The Company’s total stockholders’ equity as of September 30, 2007 includes a $2.2 million cumulative effect adjustment, net of tax, recorded as a reduction in retained earnings as of January 1, 2007 due to the early adoption of FAS 159. The charge to retained earnings was offset by a corresponding increase in other comprehensive income, included as an element of stockholders’ equity, thus having no overall impact on total stockholders’ equity.

Comparison of Operating Results for the Three Months ended September 30, 2007 and 2006.

Net interest income

Net interest income for the three months ended September 30, 2007 was $4,645,000 compared to $5,180,000 for the same period in 2006. The decrease in net interest income was due in part to a flat yield curve, increased funding costs due to intense competition for deposits and a decrease in the Company’s average earning assets.

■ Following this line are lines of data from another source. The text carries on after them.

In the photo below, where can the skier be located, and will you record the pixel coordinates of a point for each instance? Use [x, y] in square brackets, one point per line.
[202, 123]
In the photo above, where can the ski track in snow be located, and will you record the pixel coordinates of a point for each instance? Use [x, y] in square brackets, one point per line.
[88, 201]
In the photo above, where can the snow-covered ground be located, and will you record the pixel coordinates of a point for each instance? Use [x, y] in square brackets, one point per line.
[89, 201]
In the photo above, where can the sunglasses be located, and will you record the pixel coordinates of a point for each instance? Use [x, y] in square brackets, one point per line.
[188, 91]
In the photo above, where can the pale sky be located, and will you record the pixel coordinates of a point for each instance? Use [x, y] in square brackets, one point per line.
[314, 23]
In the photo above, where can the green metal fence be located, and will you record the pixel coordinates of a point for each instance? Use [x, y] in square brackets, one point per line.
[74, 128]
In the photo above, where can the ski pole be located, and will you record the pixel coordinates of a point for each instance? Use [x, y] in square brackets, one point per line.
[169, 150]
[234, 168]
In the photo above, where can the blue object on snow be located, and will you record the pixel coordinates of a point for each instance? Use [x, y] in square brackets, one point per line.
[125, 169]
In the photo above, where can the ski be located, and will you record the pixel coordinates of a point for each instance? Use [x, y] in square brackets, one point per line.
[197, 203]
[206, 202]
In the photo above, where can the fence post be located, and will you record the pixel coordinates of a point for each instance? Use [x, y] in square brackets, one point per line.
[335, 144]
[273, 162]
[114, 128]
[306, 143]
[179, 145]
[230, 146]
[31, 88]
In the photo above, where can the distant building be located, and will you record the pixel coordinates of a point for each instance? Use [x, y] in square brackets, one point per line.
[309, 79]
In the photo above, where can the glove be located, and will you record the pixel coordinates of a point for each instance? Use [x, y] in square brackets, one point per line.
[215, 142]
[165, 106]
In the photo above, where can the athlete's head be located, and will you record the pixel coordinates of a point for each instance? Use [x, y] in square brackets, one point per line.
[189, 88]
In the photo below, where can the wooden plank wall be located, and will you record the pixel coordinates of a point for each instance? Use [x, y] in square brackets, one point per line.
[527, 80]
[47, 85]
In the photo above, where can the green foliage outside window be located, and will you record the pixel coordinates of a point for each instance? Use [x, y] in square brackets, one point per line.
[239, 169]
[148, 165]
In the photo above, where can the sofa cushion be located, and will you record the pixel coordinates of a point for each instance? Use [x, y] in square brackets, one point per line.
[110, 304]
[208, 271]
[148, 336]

Average earning assets for the third quarter of 2007 declined to $786.1 million, from $822.2 million in the third quarter of the prior year due to a decrease in deposits. Average total deposits were $699.0 million for the third quarter of 2007 compared to $741.0 million for the same quarter last year. Deposits declined due in part to management’s decision to seek to protect the Company’s net interest margin. The Company’s net interest margin for the recent quarter was 2.37% compared to 2.53% for the same quarter in 2006.

Interest and Dividend Income

Interest and dividend income on a fully taxable equivalent basis for the three months ended September 30, 2007 decreased $43,000 to $10,030,000 from $10,073,000 for the three months ended September 30, 2006. The decrease in interest and dividend income resulted from a decrease of $36.1 million in average earning assets, partially offset by an increase in interest income resulting from an improvement in yield on the Company’s average earning assets. As reflected in the table on page 28 of this report, the yield on the Company’s average earning assets in the third quarter of 2007 was 5.10%, as compared to 4.90% in the same quarter of 2006.

Interest Expense

Total interest expense for the three months ended September 30, 2007 increased $496,000, or 10.2% to $5,368,000 from $4,872,000 for the three months ended September 30, 2006. The increase in interest expense is due primarily to higher interest rates and the continued shift in the Bank’s deposit mix from savings accounts to certificates of deposit accounts. This has resulted in an increase in the Company’s average cost of funds, from 2.61% in the third quarter of 2006 to 3.04% in the third quarter of 2007. The increase in interest expense resulting from the higher average cost of funds was partially offset by a decrease in interest expense resulting from a decrease in the Company’s average deposits. The Company’s average deposits in the recent quarter, as shown in the table on page 29, decreased $42.0 million or 5.7% to $699.0 million, from $741.0 million in the same quarter of the prior year.